Hier is nog een heel onderzoek aan gewijd, met werkgroep, targets en richtlijnen, maar de eerste de beste medewerker wist te vertellen dat de huidige rokers nu “opstonden van hun spel om in een van de ruimtes een minuut of tien door te brengen. En wanneer je niet aan de speeltafel of een gokkast zit, genereer je dus ook geen omzet.”

Als klap op de vuurpijl bleek de doorgebrachte tijd in de foyers meer dan eens een moment van bezinning voor een aanmerkelijk gedeelte van de spelers. Zolang men de rollen van de automaten maar zag draaien, of zolang het balletje aan de roulette maar rondtolde, was er gewoonweg geen stoppen mogelijk. Maar nu men op het gemak een kankerstaafje naar binnen zoog, had men de tijd om na te denken.

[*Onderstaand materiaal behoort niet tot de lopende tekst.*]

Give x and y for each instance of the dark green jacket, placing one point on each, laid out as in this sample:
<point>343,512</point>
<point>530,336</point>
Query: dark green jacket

Het gevolg was dat velen nu wel stopten met winst en dat anderen hun (geringe) verlies pakten en eveneens huiswaarts keerden.

 

De tweede slag die Holland Casino kreeg toegediend kwam vanaf het Binnenhof.

Casinospelen zijn in Nederland nooit onomstreden geweest.

Sinds de opening van Zandvoort in 1976 is Holland Casino vrijwel altijd nauwgezet gevolgd door politiek Den Haag, waarbij meerdere politici geregeld de publiciteit opzochten om hun onvrede over de vermeende slechte gang van zaken bij de gokinstantie wereldkundig te maken.

Dit alles maakte ons nimmer populair. Erger, hierdoor werden we geregeld een speelbal van het Binnenhof, een eenvoudig slachtoffer wanneer een en ander moest worden gerealiseerd.

De klap die medio 2008 kwam, is er een die Holland Casino mede aan de rand van de afgrond heeft gebracht.

De toenmalig staatssecretaris van Financiën, De Jager, besloot de btw van 19 procent op kansspelautomaten vanaf die datum te laten vervallen en deze te vervangen door het heffen van 29 procent kansspelbelasting. Toen hem door het journaille werd gevraagd hoe Holland Casino en de voltallige speelautomatenbranche deze plotselinge verhoging moesten gaan overleven, was hij even kort als duidelijk.

“Men kan het uitkeringspercentage een klein beetje naar beneden schroeven,” aldus was de strekking van zijn reactie. Een enkel procent maakte toch niet zoveel uit?

Nou, dat valt tegen. De uitbetalingspercentages liggen bij Holland Casino globaal rond de 90 procent. Dit betekent dat – op lange termijn – een speler ervan uit kan gaan dat voor iedere ingezette euro er negentig eurocent aan prijzen wordt gewonnen.

Indien de percentages door kleine veranderingen aan de spelprogramma’s zouden worden aangepast naar een percentage dat ene procentpunt lager zou liggen, had dat meerdere ingrijpende consequenties tot gevolg gehad.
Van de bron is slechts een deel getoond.